Steve Clifford is one of those guys who comes to look but ends up buying. The Nipawin, Sask., outfitter found a refurbished military squad tent.

He'll set it up next spring as an outpost when he's guiding on white tail deer and bear hunts in remote areas of northern Saskatchewan.

"I think I got a good deal," he said as he loaded the tent into the trunk of his car. "To go out and get a new one, it would cost double this."

Once Twin City closes - in about a month, depending on inventory - you'll have to travel to the Twin Cities, or Billings, Mont., or who knows where to find stuff like this.

What's left, Boeder said, he'll simply sell to another outlet store.

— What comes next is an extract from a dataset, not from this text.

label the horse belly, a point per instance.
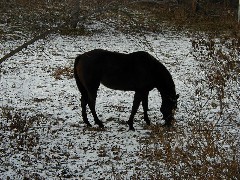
(118, 83)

Boeder said he would have liked to find a buyer for his business, but couldn't. The few who were interested wanted him to help finance the transaction, he said.

Boeder said the end has been coming for a number of years.

Sidney Shore opened Twin City Army Store 63 years ago this summer on NP Avenue. His son, Aaron Shore, ran the business after serving in the Army during WWII.

In 1968, he sold the store to Virgil Dockendorf. At the time it billed itself as the biggest military outlet store between the Twin Cities and the West Coast.

Boeder, a Hope, N.D., farmer who had moved to Fargo to work with the North Dakota Farm Bureau, bought the business in 1980. At the time, he knew nothing about the surplus business. He had taken a military physical in 1950, but was deferred when his father lost an arm in a farm accident.

But he learned. He learned how to find the suppliers and how to bid at the auctions, how to listen to the veterans and outdoorsmen to find out what would sell.

Twice a year he would travel to Las Vegas for trade shows to meet with his fellow surplus merchants. But over the years they were fewer in number.

Military surplus outlets in Grand Forks, Minot and Bismarck have all closed.

Boeder points to a number of reasons.

The armed services are a lot more conservative in buying and how long they use things, he noted. And surplus dealers no longer have first crack at the military supplies and equipment.

The public today often can buy items retail from base commissaries, before items are sold in lots at base auctions, Boeder said.

"And we haven't had any of the long conflicts that leave a lot of military surplus," he said. "Anything the military makes, is made to last."